11.2 Sakkos of Dionysios IV
17th c., 2nd half
125 x 119.5 cm
Embroidered on brocade with an overall pattern of floral sprays, this dalmatic sakkos is decorated with a series of small enamel icons: on the front, James, Luke, two archangels, the Deesis and ten apostles, and on the back the Holy Trinity, the other two archangels, the Annunciation, and the Virgin in the 'Prophets from above'. A gold-embroidered baroque border surrounds each enamel and the neck opening.
Patriarch Dionysios IV Mouselimis Comnenos, a native of Constantinople, served as Patriarch five times during the period 1671-94. He was a close friend of Eugenios Giannoulis the Aetolian, who was perhaps his mentor, and an intimate of both John Serban, Voevode of Hungary-Wallachia (1682) and Constantine Brankovan-Basarab, Prince of Wallachia.

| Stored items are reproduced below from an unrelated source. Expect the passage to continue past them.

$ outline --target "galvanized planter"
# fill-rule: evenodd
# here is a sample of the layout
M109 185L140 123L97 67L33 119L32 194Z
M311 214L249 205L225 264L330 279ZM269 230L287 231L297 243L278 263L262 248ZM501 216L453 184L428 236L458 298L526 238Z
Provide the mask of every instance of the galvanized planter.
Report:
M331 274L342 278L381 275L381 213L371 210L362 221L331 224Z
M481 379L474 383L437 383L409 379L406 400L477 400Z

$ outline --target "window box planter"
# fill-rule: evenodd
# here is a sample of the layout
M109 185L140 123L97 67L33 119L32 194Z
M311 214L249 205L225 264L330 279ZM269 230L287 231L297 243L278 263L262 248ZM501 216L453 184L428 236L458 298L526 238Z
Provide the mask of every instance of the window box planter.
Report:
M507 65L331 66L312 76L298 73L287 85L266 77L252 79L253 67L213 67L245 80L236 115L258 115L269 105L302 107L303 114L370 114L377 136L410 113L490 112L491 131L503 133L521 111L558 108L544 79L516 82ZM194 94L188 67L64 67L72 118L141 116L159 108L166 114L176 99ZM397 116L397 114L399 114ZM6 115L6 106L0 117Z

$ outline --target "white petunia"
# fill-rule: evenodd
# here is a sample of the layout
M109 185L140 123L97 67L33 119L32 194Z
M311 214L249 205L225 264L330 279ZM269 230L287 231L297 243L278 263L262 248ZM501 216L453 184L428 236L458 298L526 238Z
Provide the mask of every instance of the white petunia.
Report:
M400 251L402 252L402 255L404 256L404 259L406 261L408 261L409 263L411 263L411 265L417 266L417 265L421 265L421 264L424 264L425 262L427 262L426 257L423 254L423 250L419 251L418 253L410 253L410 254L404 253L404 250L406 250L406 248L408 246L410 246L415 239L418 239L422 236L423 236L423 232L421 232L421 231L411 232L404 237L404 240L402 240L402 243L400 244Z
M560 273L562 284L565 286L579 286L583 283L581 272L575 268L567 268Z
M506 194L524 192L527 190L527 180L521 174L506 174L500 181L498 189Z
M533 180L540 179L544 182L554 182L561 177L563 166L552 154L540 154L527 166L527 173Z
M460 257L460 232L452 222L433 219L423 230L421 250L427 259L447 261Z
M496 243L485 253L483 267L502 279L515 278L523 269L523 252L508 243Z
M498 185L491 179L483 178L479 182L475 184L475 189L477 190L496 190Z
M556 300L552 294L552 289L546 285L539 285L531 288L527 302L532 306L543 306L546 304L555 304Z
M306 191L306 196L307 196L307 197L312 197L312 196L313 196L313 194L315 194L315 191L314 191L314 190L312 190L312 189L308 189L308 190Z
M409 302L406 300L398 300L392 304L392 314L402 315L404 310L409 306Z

His patriarchy is associated with a document of exceptional importance: the reply to the Calvinists on the dogma of the Orthodox Church (1672). His scholarship was praised by both contemporary chroniclers and foreign diplomats. He died in exile in Wallachia (1696), and was buried in the Radulvoda Monastery. In 1678 Dionysios made over his library and a number of embroidered vestments to the Monastery of Iviron (Theochari 1957). He also offered vestments and sacred vessels to the church of the Patriarchate.